As the globetrotting mass of drug historians have been preparing to make their way to Shanghai for the bi-annual conference over the last few days, I (who am, unfortunately, not attending) had a chance to sit down and read some fiction. I don’t often get a chance to read much fiction. I have a copy of Kurt Vonnegut’s Slaughterhouse-Five on a shelf on my desk, and the bookmark has been on page 50 since the day I purchased the book for the trip to Dwight, IL, for the ADHS conference there in 2016.

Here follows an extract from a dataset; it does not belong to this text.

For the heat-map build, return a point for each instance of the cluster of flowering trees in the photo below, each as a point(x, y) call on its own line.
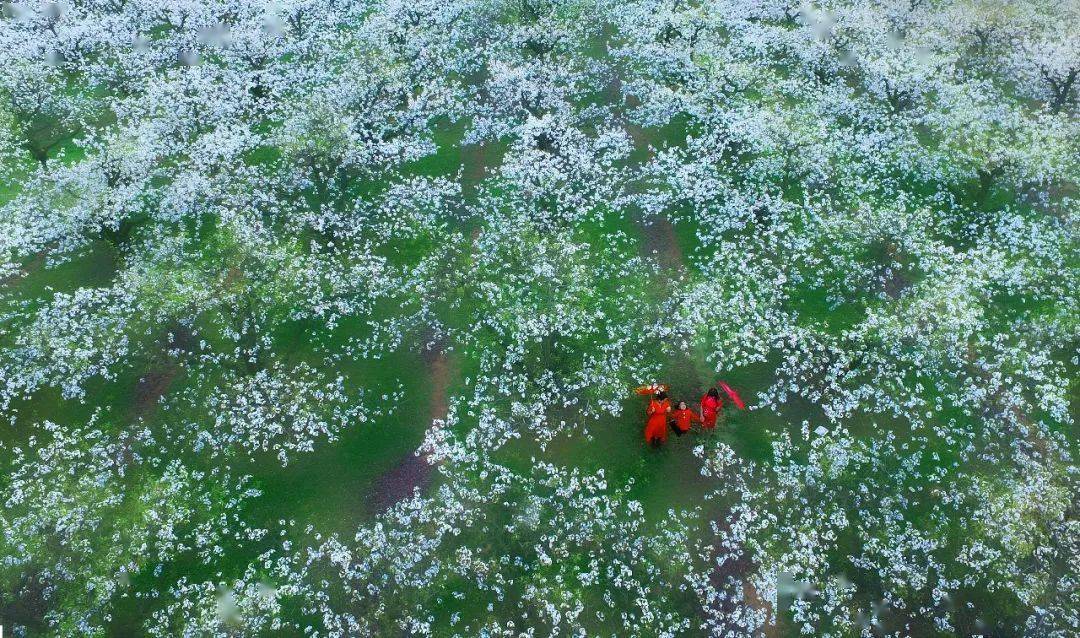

Screenshot 2019-06-06 at 8.14.32 AM
The original hardcover edition

But this latest literary indulgence was more directly research-related. Terry Southern’s collection of short stories entitled Red Dirt Marijuana and other Tastes has been on my list following a very productive archive trip to New York City two summers ago. I spent a few days (not nearly enough) in the Henry W and Albert A Berg Collection of English and American Literature at the New York Public Library, checking out the collected papers of a number of Beat writers like Jack Kerouac, William S Burroughs and others.

My dissertation research is formulating an argument about a marijuana culture in the United States beyond the Beats, with which it is commonly associated in the period prior to the 1960s. My initial reasoning was simply because this cultural movement has received plenty of coverage by literary figures and historians of the period. But I didn’t want to pass up an opportunity to look at the Beat archives during my time at the New York Public Library. Southern’s papers contained drafts of a couple of the stories (including the title work) as well as some correspondence between Southern and other literary and showbiz figures from the fifties through the nineties. (Southern died in 1995.)